The bite is slightly open because the bicuspid brackets(especially the upper) are a little gingivally positioned, which results in a small amount of bite opening. I wouldn't reposition brackets because the bite will settle and deepen a little after removal. Finishing (step up bends in the lower anterior and step down bends in the upper anterior) combined with finishing elastics on a finishing wire (I like 018 stainless steel) will increase the overbite by 1 to 2mm.
The lower 6 often rolls in (rotates lingually) because the bracket is positioned too gingivally. That causes extrusion and therefore lingual rotation (remember any extrusive force has the potential to create a lingual rotational tendency, or moment). The bracket must be repositioned 2mm towards the occlusal. Either use direct bond a bracket or fit a new band.

After I change the band on the 6, should I use a .016 nitinol or I can go straight to a finishing wire (.018 stainless steel)? How long before this molar uprights? After removal of the braces, will the bite settle if I use both upper and lower full coverage plastic retainers? If no torque change is required, do I need to use rectangular wire?

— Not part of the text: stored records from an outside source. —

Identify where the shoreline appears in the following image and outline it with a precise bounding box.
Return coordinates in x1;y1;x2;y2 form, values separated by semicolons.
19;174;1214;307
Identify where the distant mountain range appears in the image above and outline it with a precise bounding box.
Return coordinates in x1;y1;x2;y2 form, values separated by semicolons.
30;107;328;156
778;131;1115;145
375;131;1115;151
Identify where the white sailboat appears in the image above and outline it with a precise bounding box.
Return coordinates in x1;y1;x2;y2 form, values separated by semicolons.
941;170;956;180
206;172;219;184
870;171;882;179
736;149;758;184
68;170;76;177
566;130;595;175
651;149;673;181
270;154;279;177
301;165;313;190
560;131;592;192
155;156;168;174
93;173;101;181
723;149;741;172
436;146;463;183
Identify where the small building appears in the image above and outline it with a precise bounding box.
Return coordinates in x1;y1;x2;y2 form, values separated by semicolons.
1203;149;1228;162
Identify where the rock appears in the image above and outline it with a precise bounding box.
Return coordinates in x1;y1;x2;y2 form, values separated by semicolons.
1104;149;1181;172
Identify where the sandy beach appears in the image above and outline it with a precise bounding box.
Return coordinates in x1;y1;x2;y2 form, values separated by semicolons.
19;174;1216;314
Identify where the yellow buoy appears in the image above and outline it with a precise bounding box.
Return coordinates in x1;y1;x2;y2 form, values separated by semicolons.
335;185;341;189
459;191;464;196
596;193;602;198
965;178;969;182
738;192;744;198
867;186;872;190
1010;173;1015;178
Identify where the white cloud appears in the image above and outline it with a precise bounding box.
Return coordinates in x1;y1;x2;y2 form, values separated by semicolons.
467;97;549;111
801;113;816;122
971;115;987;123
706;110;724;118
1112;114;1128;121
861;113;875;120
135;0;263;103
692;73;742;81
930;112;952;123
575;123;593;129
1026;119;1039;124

Reposition the band, go to 016 nitinol for a month, then to finishing wires. The molar will take 6 weeks to upright. If it doesn't upright as a result of bracket repositioning, use rectangular wire (019x025 nitinol is effective)for 6 to 8 weeks. You will need torque control (rectangular wire) in this situation about half of the time. No rectangular wire is necessary if the torque is OK, provided you don’t have to do any mechanics such as Class II correction or space closure. Applying elastics or chain may cause a loss of torque so do these mechanics on rectangular wire, even if the torque is acceptable. Remember, it is far more difficult to reestablish torque than it is to maintain it.
Finishing bends are used to resolve minor settling issues. One of the reasons I like a lower 3-3 lingual bonded retainer is because settling can occur. Essix (clear plastic full coverage)upper and lower retainers don't allow this. Many clinicians make a lower 3-3 Essix to solve this problem. I don’t like these retainers because of their size (they are so small that they don’t seem to fit as well as the full coverage retainers). They are also tough to make. However, the Essix manual does recommend lower 3-3 plastic retainers so it may be something you want to try.